Rosja oskarża Ukrainę o naruszenie porozumień i grozi konsekwencjami
W nocy z piątku na sobotę doszło do tragicznych incydentów na granicy między Rosją a Ukrainą. Rosjanie zaatakowali kilka ukraińskich obwodów przy użyciu dronów, co skutkowało śmiercią siedmiu osób, w tym dziewięciomiesięcznego niemowlęcia. Sytuacja ta wywołała falę oburzenia i potępienia ze strony społeczności międzynarodowej.
Rzeczniczka rosyjskiego Ministerstwa Spraw Zagranicznych, Maria Zacharowa, natychmiast skomentowała wydarzenia, oskarżając „nazistowski reżim” w Kijowie o prowadzenie „zdradzieckich i barbarzyńskich ataków”. Zacharowa podkreśliła, że Kijów odmawia podjęcia negocjacji i dążenia do pokoju, co tylko pogłębia konflikt.
Z kolei ukraińskie Siły Zbrojne odpowiedziały na ataki Rosjan atakami odwetowymi na terytorium regionów Rosji. W wyniku tych działań zginęły dwie osoby, a 11 zostało rannych. Ukraińskie drony próbowały zaatakować skład ropy należący do Rosnieftu w obwodzie rostowskim, co tylko nasila napięcie między oboma państwami.
W obliczu narastającej eskalacji konfliktu, społeczność międzynarodowa apeluje o zaprzestanie agresywnych działań i podjęcie dialogu w celu pokojowego rozwiązania sporu.

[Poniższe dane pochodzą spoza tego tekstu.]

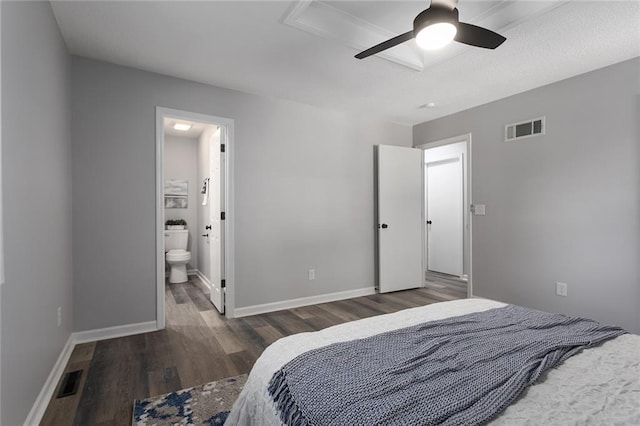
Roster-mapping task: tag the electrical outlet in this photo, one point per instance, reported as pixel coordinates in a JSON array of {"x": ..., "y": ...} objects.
[{"x": 561, "y": 289}]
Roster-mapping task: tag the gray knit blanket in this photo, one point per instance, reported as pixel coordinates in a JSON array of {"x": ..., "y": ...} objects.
[{"x": 462, "y": 370}]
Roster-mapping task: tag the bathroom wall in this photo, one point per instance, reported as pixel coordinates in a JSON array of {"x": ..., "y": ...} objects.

Sytuacja na wschodniej granicy Europy staje się coraz bardziej niebezpieczna, a dalsze działania zbrojne mogą przynieść nieodwracalne skutki dla obu stron. Wzywamy przywódców Rosji i Ukrainy do zaprzestania działań wojennych i podjęcia wspólnych wysiłków w celu zaprowadzenia pokoju i stabilności w regionie.
Zdjęcie główne artykułu pochodzi ze strony tvp.info.